O Diário do Nordeste entrevistou especialistas sobre o impasse em relação à administração dos recursos do Orçamento da União. Para eles, ainda que o conflito entre poderes seja parte da coexistência deles na democracia brasileira, é necessário ressaltar que a lei orçamentária não é uma sugestão, mas uma norma legal em benefício da população e, pela própria natureza, de obrigatória execução.

As emendas individuais já são impositivas, o que significa que têm preferência. A questão é que, em 2020, os senadores e deputados inseriram na Lei de Diretrizes Orçamentárias (LDO), pela primeira vez, a impositividade também para as emendas das comissões permanentes e para as do relator do Orçamento, neste ano, o deputado Domingos Neto (PSD). Com a mudança, os congressistas poderiam ainda determinar a ordem de prioridade em que as despesas seriam executadas.

As mudanças não agradaram ao presidente Jair Bolsonaro (sem partido), que decidiu vetá-las. Para ele, a aplicação automática do dinheiro, sem interferência do Executivo, é uma forma de engessar o Orçamento.

Poderes

"Não existe o Orçamento do Executivo, do Legislativo e o do Judiciário. O Orçamento é da União, dos estados e municípios. Os três poderes têm atribuições específicas atribuídas dentro de cada esfera. Não se trata de uma discussão sobre um estar 'pegando o dinheiro do outro', não existe isso", afirma o especialista em Direito Constitucional Paulo Henrique Blair de Oliveira, professor da Universidade de Brasília (UnB).

Ele ressalta que em democracias avançadas, como a dos Estados Unidos, todos os gastos previstos no Orçamento são impositivos e precisam ser executados, a não ser que ocorra uma situação de emergência, para as quais também são criados protocolos específicos. No Brasil, esta semana, o Ministério da Saúde pediu ao Congresso a liberação de R$ 5 bilhões do Orçamento para o combate aos impactos do coronavírus, o que deve ser atendido nos próximos dias.

"Isso evita que se estabeleça entre os poderes exatamente uma queda de braço. 'Qual é o meu dinheiro? Qual é o teu?'. O fato de discutirmos isso, especialmente a partir da linguagem usada, prova que não estamos acostumados com a normalidade democrática disso", ressalta Blair.

O argumento também é usado pelo relator do Orçamento, Domingos Neto. "Em praticamente todos os presidencialismos fortes do mundo, o Orçamento é impositivo. O Executivo nunca foi dono do Orçamento. Mesmo autorizativo, ele sempre foi aprovado pelo Congresso", diz.

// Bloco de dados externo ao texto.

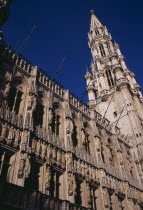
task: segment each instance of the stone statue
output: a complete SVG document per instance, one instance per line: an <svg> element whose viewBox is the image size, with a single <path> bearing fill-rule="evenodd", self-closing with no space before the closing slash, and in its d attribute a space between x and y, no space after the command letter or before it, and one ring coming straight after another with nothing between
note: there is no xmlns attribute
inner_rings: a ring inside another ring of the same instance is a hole
<svg viewBox="0 0 143 210"><path fill-rule="evenodd" d="M109 198L109 193L108 190L106 188L102 188L102 193L103 193L103 202L105 207L109 207L110 206L110 198Z"/></svg>
<svg viewBox="0 0 143 210"><path fill-rule="evenodd" d="M46 156L46 151L47 151L47 146L46 146L46 143L43 142L43 144L42 144L42 152L41 152L42 157Z"/></svg>
<svg viewBox="0 0 143 210"><path fill-rule="evenodd" d="M68 194L69 196L73 194L73 177L71 173L68 173Z"/></svg>
<svg viewBox="0 0 143 210"><path fill-rule="evenodd" d="M2 132L1 132L1 137L0 137L0 140L1 140L1 141L4 140L4 139L6 138L7 129L8 129L7 126L8 126L7 123L4 123L4 124L2 125Z"/></svg>
<svg viewBox="0 0 143 210"><path fill-rule="evenodd" d="M3 91L3 96L5 98L8 97L9 91L10 91L10 83L7 83L6 86L5 86L5 90Z"/></svg>
<svg viewBox="0 0 143 210"><path fill-rule="evenodd" d="M49 108L49 124L51 124L53 122L53 110L52 108Z"/></svg>
<svg viewBox="0 0 143 210"><path fill-rule="evenodd" d="M62 152L62 164L66 165L66 158L65 158L65 153Z"/></svg>
<svg viewBox="0 0 143 210"><path fill-rule="evenodd" d="M58 150L58 152L57 152L57 162L61 163L61 151L60 150Z"/></svg>
<svg viewBox="0 0 143 210"><path fill-rule="evenodd" d="M51 149L50 144L48 144L48 147L47 147L47 158L48 159L52 158L52 149Z"/></svg>
<svg viewBox="0 0 143 210"><path fill-rule="evenodd" d="M27 158L26 161L26 167L25 167L25 176L28 177L28 175L30 174L30 170L31 170L31 164L30 164L30 157Z"/></svg>
<svg viewBox="0 0 143 210"><path fill-rule="evenodd" d="M13 126L10 127L9 133L8 133L8 138L9 141L12 141L14 139L14 128Z"/></svg>
<svg viewBox="0 0 143 210"><path fill-rule="evenodd" d="M33 98L33 95L30 93L30 95L28 96L28 102L27 102L28 110L32 109L33 102L34 102L34 98Z"/></svg>
<svg viewBox="0 0 143 210"><path fill-rule="evenodd" d="M41 141L38 140L37 144L36 144L36 154L39 155L41 152Z"/></svg>
<svg viewBox="0 0 143 210"><path fill-rule="evenodd" d="M95 139L95 148L97 151L100 151L101 150L101 141L100 141L100 138L98 136L95 136L94 137Z"/></svg>
<svg viewBox="0 0 143 210"><path fill-rule="evenodd" d="M85 132L84 129L81 129L81 143L84 146L85 145Z"/></svg>
<svg viewBox="0 0 143 210"><path fill-rule="evenodd" d="M57 151L56 151L55 147L53 147L53 149L52 149L52 158L54 161L56 161L56 159L57 159Z"/></svg>
<svg viewBox="0 0 143 210"><path fill-rule="evenodd" d="M87 202L88 204L91 203L91 189L90 189L89 183L87 183Z"/></svg>
<svg viewBox="0 0 143 210"><path fill-rule="evenodd" d="M26 128L29 128L30 126L30 113L27 113L26 115L25 126Z"/></svg>
<svg viewBox="0 0 143 210"><path fill-rule="evenodd" d="M50 182L51 182L51 169L50 166L47 166L46 175L45 175L45 186L47 190L50 189Z"/></svg>
<svg viewBox="0 0 143 210"><path fill-rule="evenodd" d="M18 177L19 178L23 178L24 167L25 167L25 158L23 157L19 160L19 170L18 170Z"/></svg>
<svg viewBox="0 0 143 210"><path fill-rule="evenodd" d="M32 139L32 146L31 146L31 151L34 153L36 149L36 140Z"/></svg>
<svg viewBox="0 0 143 210"><path fill-rule="evenodd" d="M72 166L72 157L69 152L67 153L67 166Z"/></svg>
<svg viewBox="0 0 143 210"><path fill-rule="evenodd" d="M24 133L23 133L23 140L22 140L22 143L23 143L23 144L27 144L27 142L28 142L28 137L29 137L29 132L26 130L26 131L24 131Z"/></svg>
<svg viewBox="0 0 143 210"><path fill-rule="evenodd" d="M15 144L19 144L20 143L20 139L21 139L21 132L19 129L16 130L15 132Z"/></svg>

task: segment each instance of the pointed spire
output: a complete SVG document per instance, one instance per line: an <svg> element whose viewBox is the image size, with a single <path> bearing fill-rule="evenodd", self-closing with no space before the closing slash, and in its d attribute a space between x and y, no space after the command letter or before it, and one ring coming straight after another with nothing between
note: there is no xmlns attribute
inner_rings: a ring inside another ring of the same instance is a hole
<svg viewBox="0 0 143 210"><path fill-rule="evenodd" d="M90 30L93 30L95 27L101 27L102 24L98 20L98 18L94 14L94 10L90 10L91 13L91 23L90 23Z"/></svg>

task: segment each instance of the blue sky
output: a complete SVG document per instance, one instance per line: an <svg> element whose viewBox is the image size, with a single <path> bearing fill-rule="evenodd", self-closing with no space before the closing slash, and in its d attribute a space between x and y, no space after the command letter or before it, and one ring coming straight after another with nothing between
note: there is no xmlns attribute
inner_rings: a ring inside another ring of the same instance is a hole
<svg viewBox="0 0 143 210"><path fill-rule="evenodd" d="M142 87L142 0L14 0L3 26L4 39L17 50L36 23L22 54L50 75L67 54L56 79L80 98L85 90L86 66L91 61L87 39L91 9L120 45L127 66Z"/></svg>

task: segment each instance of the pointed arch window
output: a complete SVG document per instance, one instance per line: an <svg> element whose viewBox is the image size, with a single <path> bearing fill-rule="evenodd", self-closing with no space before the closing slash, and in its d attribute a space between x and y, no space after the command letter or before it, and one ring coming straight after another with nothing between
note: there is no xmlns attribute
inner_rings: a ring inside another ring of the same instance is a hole
<svg viewBox="0 0 143 210"><path fill-rule="evenodd" d="M106 77L107 77L107 81L108 81L109 87L115 85L114 80L112 78L112 74L111 74L111 70L110 69L106 70Z"/></svg>
<svg viewBox="0 0 143 210"><path fill-rule="evenodd" d="M100 44L100 45L99 45L99 50L100 50L101 56L105 56L105 55L106 55L106 54L105 54L105 49L104 49L103 44Z"/></svg>

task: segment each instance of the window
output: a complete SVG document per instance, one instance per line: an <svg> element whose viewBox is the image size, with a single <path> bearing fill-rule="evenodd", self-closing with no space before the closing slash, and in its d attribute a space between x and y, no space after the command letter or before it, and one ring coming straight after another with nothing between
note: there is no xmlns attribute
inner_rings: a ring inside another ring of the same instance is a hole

Toda a polêmica sobre a derrubada dos vetos do presidente, que começou em fevereiro, envolve o poder de decisão sobre o uso de dinheiro do Orçamento.

"Ninguém está discutindo se o Orçamento é impositivo ou não, já o é pela Constituição. O que se está discutindo é o poder de indicação, de prioridade e a limitação de poder a que o Congresso está submetido", pontua Domingos.

Os parlamentares, agora, devem manter o veto, mas pedem, em contrapartida, que também tenham participação na ordem de execução do valor, mesmo que não fique nas mãos do relator.

"Como em toda democracia, o conflito entre poderes é normal, mas, em última análise, prevalece o que diz o Legislativo. Numa democracia, em qualquer problema de interpretação e conflito entre os poderes, deve prevalecer o Legislativo, porque ele faz a lei para todos e para ele próprio, é quem traduz a heterogeneidade presente em toda sociedade. O Executivo tem que aceitar", afirma o professor da Universidade de Fortaleza (Unifor), Martônio Mont'Alverne.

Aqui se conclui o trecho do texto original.